Stamani dunque, o Protettrice dell’Alba,
giustificami alla presenza del Signore della mia sorte.

Saresti in grado di giustificare persino l’anima del mondo,
tu che sei Anima delle anime e Gemma della Vita!

La luce della mia alba non è altro che un riflesso del tuo fulgore,
e splende al mattino godendo della tua protezione.

E ogni volta i tuoi doni mi rendono come ubriaco
ed un vino che è spirito seguita ad invadermi di questa gioia.

Il vino d’uva invece non mi fermenta in petto
e le mie sfere si attardano nelle loro rivoluzioni.

Ecco, è il vino che è ebbro di me, non io del vino!
Il mondo è nato in me, non io in lui!

Sono dunque come un’ape, ed il mondo è cera,
sono io che ho creato il mondo modellando la cera.

Perché Dio viene chiamato “la Sposa”
La notte delle nozze con Safiyya nostra madre,
sino al mattino il Profeta Mustafa restò assorto,
e l’alba non lo destò dal suo sonno beato.

Non udì la chiamata del muezzin, saltò la preghiera dell’alba
e la recuperò quand’era già mezzogiorno.

Fu così che durante la notte del matrimonio,
la sua anima pura baciò le mani della Sposa.

L’Amata e la Sposa sono occulte e velate:
non fatemene una colpa se Dio Lo chiamo “Sposa”.

Per timore del mio Signore avrei mantenuto il silenzio
s’Egli m’avesse concesso un attimo di tregua.
Mi ha invece detto: “Svela questo segreto,
è volontà di Dio ch’esso sia conosciuto.
Soltanto chi pensa alle colpe può accusarti per questo
e come può un puro spirito occulto pensare alle colpe?”

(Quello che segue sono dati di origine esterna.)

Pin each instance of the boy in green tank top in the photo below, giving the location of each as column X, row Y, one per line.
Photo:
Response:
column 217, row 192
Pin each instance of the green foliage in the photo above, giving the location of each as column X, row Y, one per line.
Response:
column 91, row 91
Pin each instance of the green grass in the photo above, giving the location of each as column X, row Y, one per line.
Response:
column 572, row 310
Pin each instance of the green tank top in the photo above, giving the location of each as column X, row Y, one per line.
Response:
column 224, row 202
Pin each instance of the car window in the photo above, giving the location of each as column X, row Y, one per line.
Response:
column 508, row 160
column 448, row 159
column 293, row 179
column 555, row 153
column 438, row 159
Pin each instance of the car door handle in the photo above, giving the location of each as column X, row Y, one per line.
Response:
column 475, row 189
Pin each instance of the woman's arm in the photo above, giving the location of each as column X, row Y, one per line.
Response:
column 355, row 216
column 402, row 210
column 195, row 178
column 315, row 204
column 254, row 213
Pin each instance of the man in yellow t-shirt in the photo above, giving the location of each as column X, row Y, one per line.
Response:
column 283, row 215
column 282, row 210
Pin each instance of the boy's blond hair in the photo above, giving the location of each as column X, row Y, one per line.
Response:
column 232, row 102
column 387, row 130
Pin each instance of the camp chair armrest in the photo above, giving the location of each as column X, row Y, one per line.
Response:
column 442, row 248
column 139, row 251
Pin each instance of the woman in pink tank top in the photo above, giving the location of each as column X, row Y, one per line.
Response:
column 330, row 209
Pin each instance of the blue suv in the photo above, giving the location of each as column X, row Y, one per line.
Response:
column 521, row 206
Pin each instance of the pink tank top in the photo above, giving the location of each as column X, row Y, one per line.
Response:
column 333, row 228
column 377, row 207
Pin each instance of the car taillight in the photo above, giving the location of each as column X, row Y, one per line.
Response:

Chiamare Dio “Sposa” è colpa per gli ignoranti,
non per la Sposa sommamente benigna.
Agli occhi di Dio questa bestemmia è saggezza,
mentre per gli uomini è colpa tremenda.

Se fra miriadi di bellezze appare un difetto
esso è come un ramo secco fra rigogliosa verzura.
Sia il ramo che la verzura hanno la stessa importanza
e la loro relazione è quella del corpo con l’anima.

I saggi dunque non insegnano invano
che i corpi dei giusti son puri al par delle anime.
Le loro parole, i loro atti, le loro lodi,
sono spiriti purissimi, immuni da manchevolezze.